# LOCH TORRIDON Completed



## Shipbuilder (Jun 30, 2005)

I have put this in as a new thread simply so I can see how many of you have been interested in the build!
Bob


----------



## K urgess (Aug 14, 2006)

Excellent work, Bob.
I'm extremely jealous of such skills.
Best I could do was the Billings Viking Ship many years ago.
Cheers
Kris


----------



## ian d.cameron (Jul 3, 2005)

Followed the build all the way through Bob. From that wee bit of wood to the finished work of art, truly amazing and a privilege to witness.
Thank you


----------



## makko (Jul 20, 2006)

I have enjoyed the build sequence and congratulations on the finished product! I am going to have a go myself in the near future and hope to enrol my daughters! First a static display (very small) and then three into one bottle.
Peace and Prosperity for the New Year, Bob. I look forward to your future projects.
Rgds.
Dave


----------



## arfabuck (Dec 11, 2008)

Congratulations on another superb model Bob.

I hope that you are successful in getting a suitably profitable outcome.

Art


----------



## 6639 (Apr 20, 2006)

Simply described............Beautiful.
neil.


----------



## R58484956 (Apr 19, 2004)

Bob another masterpiece, thank you for showing us.


----------



## DURANGO (Aug 22, 2005)

makko said:


> I have enjoyed the build sequence and congratulations on the finished product!
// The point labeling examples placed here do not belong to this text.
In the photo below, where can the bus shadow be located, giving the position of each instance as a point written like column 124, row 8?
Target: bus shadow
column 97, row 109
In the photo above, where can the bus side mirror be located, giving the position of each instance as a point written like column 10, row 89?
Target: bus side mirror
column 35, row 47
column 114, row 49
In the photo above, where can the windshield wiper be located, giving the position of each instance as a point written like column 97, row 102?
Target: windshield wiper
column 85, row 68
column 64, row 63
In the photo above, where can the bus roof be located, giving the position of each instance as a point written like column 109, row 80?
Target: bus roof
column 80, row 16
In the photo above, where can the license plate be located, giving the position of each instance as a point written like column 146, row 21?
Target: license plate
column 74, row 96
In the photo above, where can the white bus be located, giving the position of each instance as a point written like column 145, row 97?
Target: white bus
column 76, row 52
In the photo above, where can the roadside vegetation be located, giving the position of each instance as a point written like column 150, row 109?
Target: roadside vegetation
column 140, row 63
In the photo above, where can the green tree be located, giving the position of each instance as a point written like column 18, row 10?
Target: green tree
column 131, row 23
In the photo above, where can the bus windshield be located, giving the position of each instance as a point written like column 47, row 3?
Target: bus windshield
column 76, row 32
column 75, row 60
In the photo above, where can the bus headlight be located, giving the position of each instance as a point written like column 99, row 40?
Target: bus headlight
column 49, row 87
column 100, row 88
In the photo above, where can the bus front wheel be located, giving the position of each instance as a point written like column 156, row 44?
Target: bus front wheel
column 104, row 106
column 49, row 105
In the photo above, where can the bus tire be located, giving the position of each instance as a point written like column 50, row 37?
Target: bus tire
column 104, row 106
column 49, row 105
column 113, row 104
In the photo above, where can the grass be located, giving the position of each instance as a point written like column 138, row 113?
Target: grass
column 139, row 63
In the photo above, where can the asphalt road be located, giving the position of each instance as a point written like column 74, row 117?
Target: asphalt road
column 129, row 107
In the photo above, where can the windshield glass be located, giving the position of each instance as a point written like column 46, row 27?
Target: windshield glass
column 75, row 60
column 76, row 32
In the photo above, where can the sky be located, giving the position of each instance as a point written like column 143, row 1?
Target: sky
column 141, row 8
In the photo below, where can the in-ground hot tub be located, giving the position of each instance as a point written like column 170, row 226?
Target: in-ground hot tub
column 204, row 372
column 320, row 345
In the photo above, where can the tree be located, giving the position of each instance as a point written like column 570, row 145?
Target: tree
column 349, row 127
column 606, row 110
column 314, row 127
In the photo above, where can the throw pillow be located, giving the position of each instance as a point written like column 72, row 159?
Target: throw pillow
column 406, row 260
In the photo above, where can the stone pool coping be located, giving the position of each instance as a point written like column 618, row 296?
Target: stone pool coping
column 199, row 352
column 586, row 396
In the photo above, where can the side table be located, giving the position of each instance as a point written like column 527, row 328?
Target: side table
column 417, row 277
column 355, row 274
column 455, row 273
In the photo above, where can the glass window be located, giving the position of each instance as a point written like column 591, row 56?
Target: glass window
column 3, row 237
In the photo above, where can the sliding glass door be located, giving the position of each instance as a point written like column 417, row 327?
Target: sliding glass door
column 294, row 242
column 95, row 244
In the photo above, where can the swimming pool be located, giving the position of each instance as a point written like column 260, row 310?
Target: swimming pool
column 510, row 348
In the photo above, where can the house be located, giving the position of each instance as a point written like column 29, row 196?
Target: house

I am going to have a go myself in the near future and hope to enrol my daughters! First a static display (very small) and then three into one bottle.
> Peace and Prosperity for the New Year, Bob. I look forward to your future projects.
> Rgds.
> Dave


 I would give a lot of thought to the bottle Dave if you are going for three ships good luck with it all the best .


----------



## Fred Wood (Jul 8, 2005)

Excellent model again. And, it looks just as good viewed from port or starboard! Do you find that one side ends up just a bit better than the other?

Fred


----------



## Shipbuilder (Jun 30, 2005)

Hi Fred,
I suppose the weather side is more interesting as you can see more rigging. For years photographs of the front of the sails of my models tended to make them look a bit phoney, rather like paper. Eventally, I got better at getting the wind filled shape & seams correct as well as the setting of the lower square sails which I previously found very difficult to get right. Over the past couple of years, I have ben able to photograph them from either side and they look OK.
Bob


----------



## Fred Wood (Jul 8, 2005)

Well Bob, I think she looks good both sides! I look forward to your next one, whether sh ebe sail or steam or motor, as they all look like they've been made with TLC.

Fred


----------



## Franktheboat (Jan 19, 2009)

model maker shipbuilder

very nice too see lovely 

frankpulford,< frank the boat > .


----------



## Franktheboat (Jan 19, 2009)

something i forgot 

i built a model of the loch torrens ten years ago it looks similar four masts and painted gunports it was in a book called how to build model clippers 

franktheboat


----------



## Shipbuilder (Jun 30, 2005)

Thanks Frank,
The book was by Hobbs and was written a long time ago. His model of the LOCH TORRENS was an imaginery one, but I am sure that he based it on LOCH TORRIDON. Why he didn't produce it as LOCH TORRIDON, I don't know, because a model of a real ship is of far greater value than an imaginery one.
Bob


----------



## japottinger (Jun 16, 2004)

A well used pen Bob!.


----------



## Shipbuilder (Jun 30, 2005)

And it has lasted longer than most, I usually loose them or get them covered in glue.
Bob


----------



## McCloggie (Apr 19, 2008)

Yet again, a great model. Wish I had these skills 1

McC


----------



## jerome morris (May 27, 2008)

Whats the next ship model Bob?


----------



## Shipbuilder (Jun 30, 2005)

I have been working on the world's first ocean-going motor ship SELANDIA (1912) for some weeks, but making very slow progress because I am locked in a "Titanic battle" with Tiscali over my transfer from Orange to Tiscali Broadband (See Computers & the Internet, below).
Bob


----------



## Franktheboat (Jan 19, 2009)

shipbuilder

you are dead right i bought the book in cornwall while on holiday,when i finished the model i sold it, 
scrolling through the models on this site i came across an identical boat even down to the colour sceme but i cant find it now


----------



## Shipbuilder (Jun 30, 2005)

The painted port colour scheme was very common in iron or steel hulled British sailing ships right up to the close of the 1890s. Then, as running expenses had to be kept to a minimum, most of them were painted slate grey. As far as I know, the British wool clipper MOUNT STEWART was the last painted port ship, still running in the 1920s!
Bob


----------



## Franktheboat (Jan 19, 2009)

frankpulford said:


> shipbuilder
> 
> you are dead right i bought the book in cornwall while on holiday,when i finished the model i sold it,
> scrolling through the models on this site i came across an identical boat even down to the colour sceme but i cant find it now


wile brousing through the various models icame across perfect match it was identicaL TO MY LOCH TORRENS but i cannot find it again. 

can anybody help


----------